舞い斬る華 番外 シルディアの過去編-1
これはシルディアの過去の出来事…
生まれて今までのことをシルディアの記憶にちょっとお邪魔して、一緒に振り返ってみましょう…
この過去を知って、あなたはもっとシルディアに思い入れが出来るでしょう。
ただし……
もしかしたら、あなたはその過去を知ってシルディアから引いてしまうかもしれません…
それでも良いのなら…
彼女の過去を知る覚悟が出来たのなら…
この先をお読み下さい。
…
…
それはシルディアと名前のつく前の赤ん坊がこの世に生を授かった日。
お産婆さんは生まれたばかりの赤子の指に傷を付ける
「ぉぉ…新人類じゃ…」
そう、新人類が発見されて増加を続けていた当時でも、産まれてくるまでは普通の人間か新人類か分からないのだ。

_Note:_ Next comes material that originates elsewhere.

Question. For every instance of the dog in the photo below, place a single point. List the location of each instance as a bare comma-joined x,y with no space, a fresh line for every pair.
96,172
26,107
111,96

この頃は既に新人類も世間に良い意識で認識されていて、新人類であることは名誉でもあった。
赤子の父は新人類のアメリカ人
母は日本ではないが、アジア系の綺麗な顔立ちの普通の人間だった。
新人類と新人類が子を宿せばだいたいは新人類にはなるが、片方だけだとその可能性は薄い。
普通の人間と普通の人間よりは可能性は多いが、それでも新人類が生まれる率は2割程度である。
父も母も喜んだ。
彼女は望まれて産まれてきた幸せな子どもであった。
父は国の仕事で世界を駆け巡っていた。
子が生まれ、安定してくるまでの数年は母と3人で暮らしていたが、その子が大きくなるにつれ父はまた遠出をして家を空ける日が多くなった。
母は普通の生活をしていたため、彼女のことも普通に育てようとしていた。
お金の面ではなに不自由なく、むしろ父の働きで裕福な部類だった。
彼女は、それこそ新人類特有の体で怪我もせず、病気一つ無くすくすくと育った。
そして普通に育ち幼稚園に入り…
ここまでは順調だった。
しかし世間が認めていても、小さな子どもはやはり残酷でいて
数少ない新人類を気持ち悪がったり怖がったりと、風当たりは良くなかった…
当然、仲間外れやいじめを受ける度、彼女は泣いて帰ってきた。
母親はどうにかしようと彼女と二人で話し合ったり、夫と相談したりしてあれこれ試した。